As far as your weight goes, you play a lot of sports and muscle weighs more than fat. If you're truly concerned about it, talk to your parents and/or your doctor and see if there is anything you can do.
As far as the boyfriend thing goes and you not having one, count your blessings. I know it seems so important to have a boyfriend in jr. high and high school, but it causes so much unneeded drama. Wait and be patient and you'll find someone. I had my first kiss at 14, my first boyfriend at 21 and my 2nd at 23. I'm so glad I waited and wasn't involved in all that. Guys in high school just wanted one thing, and I'm glad I wasn't pressured into giving them anything. I focused on myself, my school work and just having fun. Find something you like to do and pour your energy into it. When you're too busy to realise it, something will come along for you.
Bluerose
Jan 10, 2008, 06:28 PM
sylvster21,
You are very young and you want everything to be just so. It takes years for us to really get to know ourselves and shape ourselves into the type of person we want to be. You might be ahead of most, you already know what you want to be like as well as what you want to change. So stop beating yourself up and get to it.

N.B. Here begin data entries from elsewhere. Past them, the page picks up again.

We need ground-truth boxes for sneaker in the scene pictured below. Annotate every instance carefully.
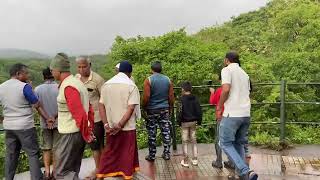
[145,155,155,162]
[240,171,258,180]
[180,159,189,167]
[212,161,223,169]
[249,170,258,180]
[191,159,198,166]
[223,161,235,169]
[162,154,170,161]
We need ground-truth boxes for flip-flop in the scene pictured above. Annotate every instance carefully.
[249,170,258,180]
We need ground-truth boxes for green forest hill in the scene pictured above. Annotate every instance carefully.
[0,0,320,177]
[0,0,320,155]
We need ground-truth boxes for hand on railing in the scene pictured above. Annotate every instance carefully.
[47,117,55,129]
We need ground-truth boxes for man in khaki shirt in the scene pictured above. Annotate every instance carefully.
[97,61,141,179]
[76,56,105,177]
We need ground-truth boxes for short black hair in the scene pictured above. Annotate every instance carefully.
[151,61,162,73]
[9,63,28,77]
[226,51,240,65]
[181,81,192,92]
[42,67,53,79]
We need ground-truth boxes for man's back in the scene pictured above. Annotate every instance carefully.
[0,79,34,130]
[148,73,170,109]
[221,63,251,117]
[35,81,59,128]
[100,83,140,131]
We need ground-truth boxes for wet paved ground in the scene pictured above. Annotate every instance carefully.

I don't know if you will understand this but I hope you do. If we want things to change we have to think of the changes we would like to see happen. Then we need a plan and we need to create some goals for ourselves. And we need to NOT beat ourselves up if we backslide a little, we simply get right back to the plan and working on those goals.
One sure fired way to stay as we are, with all the things we hate about ourselves, is to go on beating ourselves up and not doing anything about them. So take a pad and a pen, take a deep breath, now get started writing your plan. Call it My Plan For My Life. Make a list of the changes you would like to see and create some goals that would bring about those changes. Be realistic with your time-spans. You're a human being not a magician. Try writing about how you would like things to be say this time next year.
Stay positive and stay above the battles.
PS. Take care of you and you won't have to go looking for boys - they'll come looking for you! :)
alchinastarr
Jan 11, 2008, 01:35 PM
ok so im an 8th grader with a lot of problems... #1 i hate myself, and everything about me, im fat, ugly, stupid, and nobody likes me. #2 this means i have no confidence in myself #3 but sometimes i feel like this isnt true because i have ppl who supossedly luv me and like im an active member of my schools community but it not enough. I mean i suck my stomach in all day and cry myself to sleep almost everynight. And then theres this whole issue of boys, im 13 and never had a boyfriend i think im about the only girl in my grade... i also have never kissed anybody again only girl in my grade and then i mean im happy for my friends when they get boyfriends and things like my friend just got a new boyfriend and shes telling me how happy she is and you kno but then i feel even worse about myself after words and right now i feel like **** because im a loser and idk im 5"5 and am 150 and its not like i dont exercise because i play basketball, volleyball, softball, golf, swimming, water polo, and i ski and snowboard so idk what my problem is and i try to eat right i do but i mean who dosent have an ice cream one a week i mean i dont kno!!!!!!! I NEED HELP ESPECIALLY WITH THE BOY SITUATION!!!!!!!!!!!! PLEASE
I know how you feel! I didn't kiss a boy until the end of my eighth grade year on graduation day. But don't worry, it will happen! P.S. I don't have a boyfriend either and I'm 15
alchinastarr
Jan 11, 2008, 01:36 PM
I know how you feel, I didn't have my first kiss until the end of my eighth grade year at graduation, and I'm 15! I still don't have a boyfriend. I suck my stomach in too. I do everything that you do.